If your teenager had issues in middle school and you have decided to homeschool during their high school years, then it is important you choose the right curriculum to best match your teenager's learning style. There are many different high school curriculums available, and choosing the right one is often the difference between success or lack thereof.
If you have never selected a homeschooling curriculum before, then these tips will help you purchase the right one:
Tip: Choose a Curriculum Fitting Your Teen's Learning Style
People learn in a variety of different ways, and your teenager is no exception. Perhaps your teen learns well with hands-on experiments and by visiting interesting places. Or, alternatively, they may learn better by reading a textbook and then working their way through a workbook or writing a paper. To achieve success with their high school curriculum, your son or daughter needs one that matches their natural learning style. This will make learning easier, faster, and more effective.
Tip: Let Your Teenager Select Their Own Curriculum
Since one of the things you are trying to teach your teen is how to make responsible choices and take charge of their education so they will be successful in college, it's important to let them select their own curriculum. If you think about it, do you like to read books selected for you by other people? Of course not, because everyone has their own idea of a "good" book and one that's lacking.

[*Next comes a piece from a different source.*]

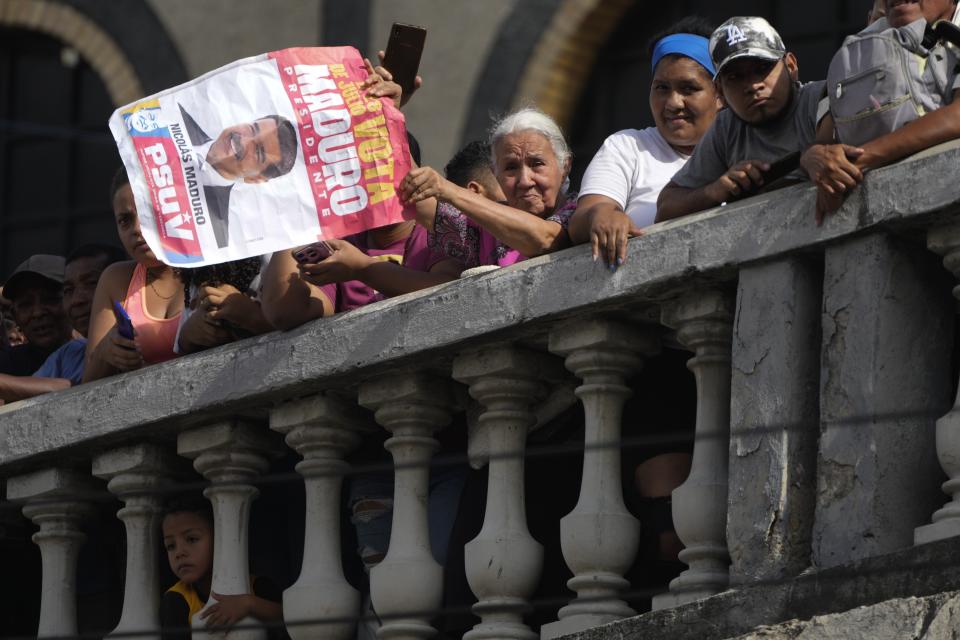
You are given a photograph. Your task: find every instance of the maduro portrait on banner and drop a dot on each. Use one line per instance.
(264, 154)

Some teens like a curriculum with a lot of great photos and some humor, while others see that as corny and want something more straight-to-the-point. With a good match, learning will be easier and less stressful for everyone involved.
Tip: Choose a Curriculum that Is Self-Teaching
Unless you are a multi-subject high school teacher, it isn't appropriate or necessary for you to teach every high school subject to your teen. And, for many parents, they find trying to be too involved in their teenager's school day tends to cause unnecessary conflict and arguments.
To avoid drama and give your teen the freedom of doing their school work independently, select a curriculum that is self-teaching. This type of curriculum spends all of its time and resources educating your teen rather than trying to teach a subject to both of you. It's more effective and allows you to be the parent in your relationship and bypass student-teacher difficulties.
Keep these tips in mind as you select a high school history curriculum and other subject curriculums.